Why We Believe What We Believe

Most people do not reason from first principles when developing their political views. Rather, they develop a set of views based on their life experiences and retrofit facts and narratives to conform with that worldview (myself included). How else do you explain something like the backfire effect?

David McRaney of You Are Not So Smart writes:

Geoffrey Munro at the University of California and Peter Ditto at Kent State University concocted a series of fake scientific studies in 1997. One set of studies said homosexuality was probably a mental illness. The other set suggested homosexuality was normal and natural. They then separated subjects into two groups; one group said they believed homosexuality was a mental illness and one did not. Each group then read the fake studies full of pretend facts and figures suggesting their worldview was wrong. On either side of the issue, after reading studies which did not support their beliefs, most people didn’t report an epiphany, a realization they’ve been wrong all these years. Instead, they said the issue was something science couldn’t understand. When asked about other topics later on, like spanking or astrology, these same people said they no longer trusted research to determine the truth. Rather than shed their belief and face facts, they rejected science altogether.

In my view most people are “conditioned” to a set of political beliefs over time. The conditioning happens through the interaction of individual effort and experience and external stimuli. The process is path dependent.

If I am an entrepreneur, and I labor diligently for years to build my business and become wealthy and successful, I am conditioned to believe market systems work and are fair in allocating resources. I am more likely to support light regulation and promote individual accountability.

Likewise if I grow up in a community where financial institutions operate with predatory business models, I am conditioned to believe market systems are broken, and that a wealthy few (say, 1% of the population) manipulate markets to strip assets and wealth from communities like mine. I am more likely to support tight regulation and institutional accountability.
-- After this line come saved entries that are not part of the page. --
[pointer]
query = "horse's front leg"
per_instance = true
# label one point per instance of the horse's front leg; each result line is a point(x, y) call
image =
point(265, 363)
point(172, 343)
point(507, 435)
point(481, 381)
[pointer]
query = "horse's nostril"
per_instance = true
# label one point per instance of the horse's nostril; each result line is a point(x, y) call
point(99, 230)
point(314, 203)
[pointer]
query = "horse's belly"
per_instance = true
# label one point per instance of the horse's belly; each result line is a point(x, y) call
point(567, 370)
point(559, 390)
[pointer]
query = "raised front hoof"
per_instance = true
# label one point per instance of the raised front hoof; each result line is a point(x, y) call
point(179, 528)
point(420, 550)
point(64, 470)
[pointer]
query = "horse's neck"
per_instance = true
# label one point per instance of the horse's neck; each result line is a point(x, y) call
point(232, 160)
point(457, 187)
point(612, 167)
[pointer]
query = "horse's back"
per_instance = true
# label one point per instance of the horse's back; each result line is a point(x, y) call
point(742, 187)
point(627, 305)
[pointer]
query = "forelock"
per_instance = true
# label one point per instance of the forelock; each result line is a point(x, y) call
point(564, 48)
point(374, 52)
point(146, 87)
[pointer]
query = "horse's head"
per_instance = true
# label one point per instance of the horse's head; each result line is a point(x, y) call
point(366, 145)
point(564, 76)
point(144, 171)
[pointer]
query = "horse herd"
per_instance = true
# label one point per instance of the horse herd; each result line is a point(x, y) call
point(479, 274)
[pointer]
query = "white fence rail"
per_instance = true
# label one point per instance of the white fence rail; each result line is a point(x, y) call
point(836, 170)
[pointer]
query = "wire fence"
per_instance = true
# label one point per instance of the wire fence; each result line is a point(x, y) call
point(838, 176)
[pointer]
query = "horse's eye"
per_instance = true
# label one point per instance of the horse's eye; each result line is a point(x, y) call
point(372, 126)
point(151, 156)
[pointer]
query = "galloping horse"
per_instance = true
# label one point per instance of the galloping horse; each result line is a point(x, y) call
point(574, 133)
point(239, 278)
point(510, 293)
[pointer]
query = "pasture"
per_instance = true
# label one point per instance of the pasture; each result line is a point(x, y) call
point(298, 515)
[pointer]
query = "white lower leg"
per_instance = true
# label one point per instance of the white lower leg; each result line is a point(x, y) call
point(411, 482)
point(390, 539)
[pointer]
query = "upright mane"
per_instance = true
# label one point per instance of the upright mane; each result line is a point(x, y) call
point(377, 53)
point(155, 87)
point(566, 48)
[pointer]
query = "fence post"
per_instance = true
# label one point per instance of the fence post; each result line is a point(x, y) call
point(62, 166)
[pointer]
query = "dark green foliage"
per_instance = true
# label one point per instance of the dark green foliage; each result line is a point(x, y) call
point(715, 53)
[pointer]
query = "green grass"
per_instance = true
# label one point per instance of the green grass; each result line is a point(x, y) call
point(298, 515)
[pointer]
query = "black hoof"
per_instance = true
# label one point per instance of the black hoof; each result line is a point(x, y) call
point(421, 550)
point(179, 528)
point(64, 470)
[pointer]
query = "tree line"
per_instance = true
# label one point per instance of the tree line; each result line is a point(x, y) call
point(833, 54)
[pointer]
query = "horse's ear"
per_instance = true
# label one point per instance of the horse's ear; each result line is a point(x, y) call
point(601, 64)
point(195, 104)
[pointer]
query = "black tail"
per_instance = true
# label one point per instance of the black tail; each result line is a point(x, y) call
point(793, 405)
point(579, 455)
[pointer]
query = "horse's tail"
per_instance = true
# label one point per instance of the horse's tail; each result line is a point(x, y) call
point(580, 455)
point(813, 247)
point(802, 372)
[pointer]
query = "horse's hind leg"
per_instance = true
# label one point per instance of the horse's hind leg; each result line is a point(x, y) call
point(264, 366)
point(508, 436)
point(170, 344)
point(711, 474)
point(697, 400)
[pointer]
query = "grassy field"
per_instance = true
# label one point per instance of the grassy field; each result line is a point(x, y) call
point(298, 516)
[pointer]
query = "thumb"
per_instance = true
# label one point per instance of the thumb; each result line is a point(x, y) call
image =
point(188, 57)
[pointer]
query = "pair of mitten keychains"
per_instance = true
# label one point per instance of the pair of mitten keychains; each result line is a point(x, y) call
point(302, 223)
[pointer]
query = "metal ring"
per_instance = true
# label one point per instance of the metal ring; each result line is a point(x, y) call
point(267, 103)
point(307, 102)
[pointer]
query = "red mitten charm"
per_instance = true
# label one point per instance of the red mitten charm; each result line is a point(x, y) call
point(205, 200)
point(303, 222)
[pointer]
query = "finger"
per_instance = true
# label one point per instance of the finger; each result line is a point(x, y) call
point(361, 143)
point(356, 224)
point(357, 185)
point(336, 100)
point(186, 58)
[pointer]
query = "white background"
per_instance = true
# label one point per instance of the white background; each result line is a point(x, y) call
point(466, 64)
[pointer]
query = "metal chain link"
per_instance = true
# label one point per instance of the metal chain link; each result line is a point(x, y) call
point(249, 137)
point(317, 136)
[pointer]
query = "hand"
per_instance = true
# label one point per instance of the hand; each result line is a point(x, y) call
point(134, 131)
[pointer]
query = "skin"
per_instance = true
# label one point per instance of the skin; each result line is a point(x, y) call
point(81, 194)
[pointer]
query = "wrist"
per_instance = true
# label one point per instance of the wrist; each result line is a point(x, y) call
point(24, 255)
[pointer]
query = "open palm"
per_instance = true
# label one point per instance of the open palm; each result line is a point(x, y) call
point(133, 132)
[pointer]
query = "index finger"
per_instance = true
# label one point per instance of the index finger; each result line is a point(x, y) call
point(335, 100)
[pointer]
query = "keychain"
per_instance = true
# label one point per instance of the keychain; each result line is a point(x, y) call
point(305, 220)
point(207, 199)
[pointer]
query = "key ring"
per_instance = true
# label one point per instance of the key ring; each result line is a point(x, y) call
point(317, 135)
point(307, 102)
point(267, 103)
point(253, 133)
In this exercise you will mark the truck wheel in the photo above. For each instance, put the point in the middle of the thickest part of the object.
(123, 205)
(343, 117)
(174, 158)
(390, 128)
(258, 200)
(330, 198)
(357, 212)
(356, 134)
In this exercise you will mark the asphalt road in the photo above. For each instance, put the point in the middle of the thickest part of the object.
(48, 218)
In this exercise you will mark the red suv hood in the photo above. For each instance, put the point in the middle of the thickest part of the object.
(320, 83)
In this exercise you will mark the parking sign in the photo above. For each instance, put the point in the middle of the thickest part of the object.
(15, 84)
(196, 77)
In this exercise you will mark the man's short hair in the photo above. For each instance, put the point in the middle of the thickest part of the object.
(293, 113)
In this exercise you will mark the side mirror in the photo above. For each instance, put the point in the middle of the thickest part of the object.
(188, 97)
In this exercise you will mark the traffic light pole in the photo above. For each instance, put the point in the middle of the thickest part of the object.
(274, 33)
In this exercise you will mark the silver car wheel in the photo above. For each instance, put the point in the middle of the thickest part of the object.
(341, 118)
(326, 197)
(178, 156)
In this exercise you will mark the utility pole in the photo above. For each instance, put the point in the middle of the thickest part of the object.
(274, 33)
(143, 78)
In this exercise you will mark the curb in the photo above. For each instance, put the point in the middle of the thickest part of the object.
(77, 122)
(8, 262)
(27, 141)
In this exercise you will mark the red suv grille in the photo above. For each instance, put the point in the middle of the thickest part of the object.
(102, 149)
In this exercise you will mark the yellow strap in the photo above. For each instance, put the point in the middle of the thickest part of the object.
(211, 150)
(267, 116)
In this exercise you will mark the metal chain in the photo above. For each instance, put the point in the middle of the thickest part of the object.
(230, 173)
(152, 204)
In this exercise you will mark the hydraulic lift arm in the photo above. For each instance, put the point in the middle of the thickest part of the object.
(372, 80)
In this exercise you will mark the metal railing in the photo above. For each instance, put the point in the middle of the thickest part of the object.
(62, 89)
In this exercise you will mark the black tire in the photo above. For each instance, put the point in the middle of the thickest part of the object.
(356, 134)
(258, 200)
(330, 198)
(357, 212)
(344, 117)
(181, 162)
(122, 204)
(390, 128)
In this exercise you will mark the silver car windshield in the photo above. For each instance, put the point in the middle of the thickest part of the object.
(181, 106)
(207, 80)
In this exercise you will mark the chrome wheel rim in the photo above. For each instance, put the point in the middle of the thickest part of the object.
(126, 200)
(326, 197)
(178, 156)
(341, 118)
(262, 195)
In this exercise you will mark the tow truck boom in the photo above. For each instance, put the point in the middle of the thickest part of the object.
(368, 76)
These are overly simplistic examples but I find them instructive. For someone like me who believes most individuals act based on incentive structures and not based on rational analysis, this is a powerful idea. It is consistent with the historical institutionalist approach to history, but on an individual level.

From Wikipedia:

A related crux of historical institutionalism is that temporal sequences matter: outcomes depend upon the timing of exogenous factors (such as inter-state competition or economic crisis) in relation to particular institutional configurations (such as the level of bureaucratic professionalism or degree of state autonomy from class forces).[6] For example, Theda Skocpol suggests that the democratic outcome of the English Civil War was a result of the fact that the comparatively weak English Crown lacked the military capacity to fight the landed upper-class. In contrast, the rise of rapid industrialization and fascism in Prussia when faced with international security threats was because the Prussian state was a “highly bureaucratic and centralized agrarian state” composed by “men closely ties to landed notables”.[7] Thomas Ertman, in his account of state building in medieval and early modern Europe, argues that variations in the type of regime built in Europe during this period can be traced to one macro-international factor and two historical institutional factors. At the macro-structural level, the “timing of the onset of sustained geopolitical competition” created an atmosphere of insecurity that appeared best addressed by consolidating state power. The timing of the onset of competition is critical for Ertman’s explanation. States that faced competitive pressures early had to consolidate through patrimonial structures, since the development of modern bureaucratic techniques had not yet arrived. States faced with competitive pressures later could on the other hand, could take advantage of advancements in training and knowledge to promote a more technical oriented civil service.[8][9]

The obvious takeaway from all of this is shouting at people about politics, either in person or on social media, is a complete waste of time and energy. Beyond that, however, this provides an objective framework for understanding why people believe certain things and why people behave in certain ways. This is of critical importance to investors, who must account for higher order, non-linear effects when making decisions.

Barring an “impact investing” mandate, an investor must set her political beliefs aside when making decisions. Rather the investor must focus on the beliefs of others. It is the beliefs of others that impact the economic and market environment.